This bracing perspective can be described as part of the “technology deficit” of banks.  Because banks were among the first users of IT systems, they have among the least modern and most complex systems.  Their systems evolved patch by patch, becoming systems of systems.  See also the “Digital Banking Manifesto: The End of Banks?” (https://cdn.www.getsmarter.com/career-advice/wp-content/uploads/2016/12/mit_digital_bank_manifesto_report.pdf)
The great merit of this piece is to bring the radically simplifying perspective of the blockchain movement, and a nuanced approach to the problem and solutions.  The author identifies that the banks already use “smart contracts” in their automated transacting systems.  The financial contracts are mathematically modeled and algorithmically acted on.  The problem is that different banks use different models and algorithms, indeed many banks use multiplicities of models.
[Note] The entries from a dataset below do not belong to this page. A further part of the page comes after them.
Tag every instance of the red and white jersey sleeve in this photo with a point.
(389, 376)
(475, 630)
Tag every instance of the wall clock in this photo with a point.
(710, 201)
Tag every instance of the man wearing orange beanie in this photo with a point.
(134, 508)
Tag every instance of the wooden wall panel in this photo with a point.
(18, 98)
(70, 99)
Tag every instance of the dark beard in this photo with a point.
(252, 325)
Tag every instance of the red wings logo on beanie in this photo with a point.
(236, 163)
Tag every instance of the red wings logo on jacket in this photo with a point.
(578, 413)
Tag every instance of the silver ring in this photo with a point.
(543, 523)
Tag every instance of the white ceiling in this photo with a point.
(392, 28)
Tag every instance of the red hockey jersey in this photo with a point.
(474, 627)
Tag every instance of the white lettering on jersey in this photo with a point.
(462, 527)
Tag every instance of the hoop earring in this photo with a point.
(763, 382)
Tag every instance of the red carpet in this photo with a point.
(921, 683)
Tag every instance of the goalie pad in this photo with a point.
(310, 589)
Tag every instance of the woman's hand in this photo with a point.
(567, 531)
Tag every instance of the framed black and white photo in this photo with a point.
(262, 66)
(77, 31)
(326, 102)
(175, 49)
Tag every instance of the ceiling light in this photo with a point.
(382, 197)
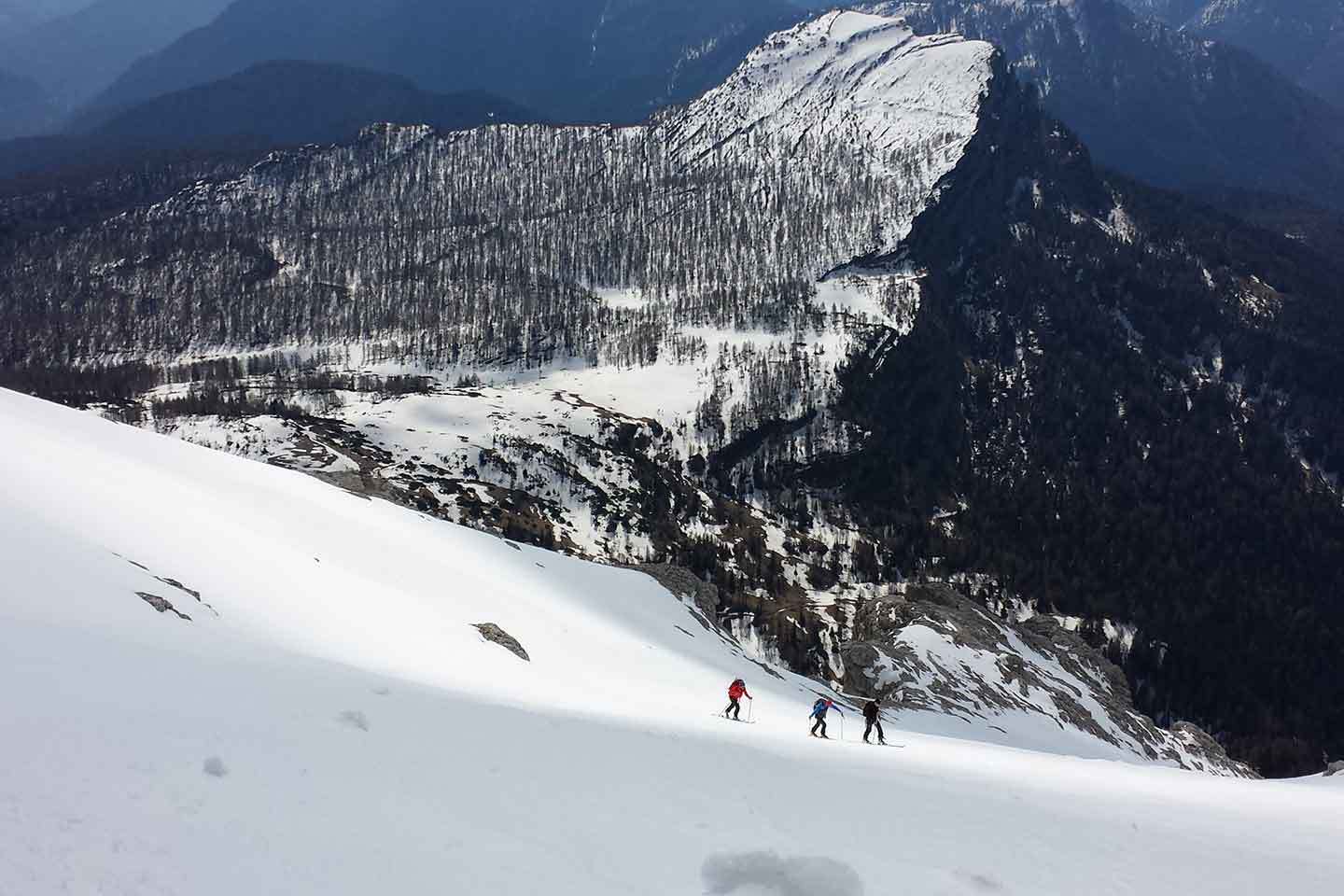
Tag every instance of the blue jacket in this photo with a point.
(819, 709)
The author calls for these to be standardized via open source.  Note that the author focuses on the substantive standard for financial model – ACTUS – and not on the database level – such as blockchains.  The major, practical impact can come from standardization of the model and algorithms, without industry-wide adoption of a particular database system or replacement of the actors in the sector.   The fintech/blockchain revolution may be about the financial industry discovering open source, not any particular technology.  As the author says, ACTUS is “not an invention, but a discovery.”
The author identifies adoption as the major barrier to standards.  The current system works inefficiently, but it works everyday, and it is critical infrastructure.  Incumbent intermediaries have vested interests to protect and mindsets to overcome.  The author remarks that the fintech revolution has focused minds in the financial sector.
As an advocate for open source applied to legal documentation (CommonAccord.org), I add that adoption may be facilitated by open sourcing the documents of finance.  The efficiency and risk-reduction advantages for incumbents of a systematic approach to legal documents are powerful and immediate.  Symbiotically, open source mathematical models and algorithms can emerge from and contribute to standardized financial documents.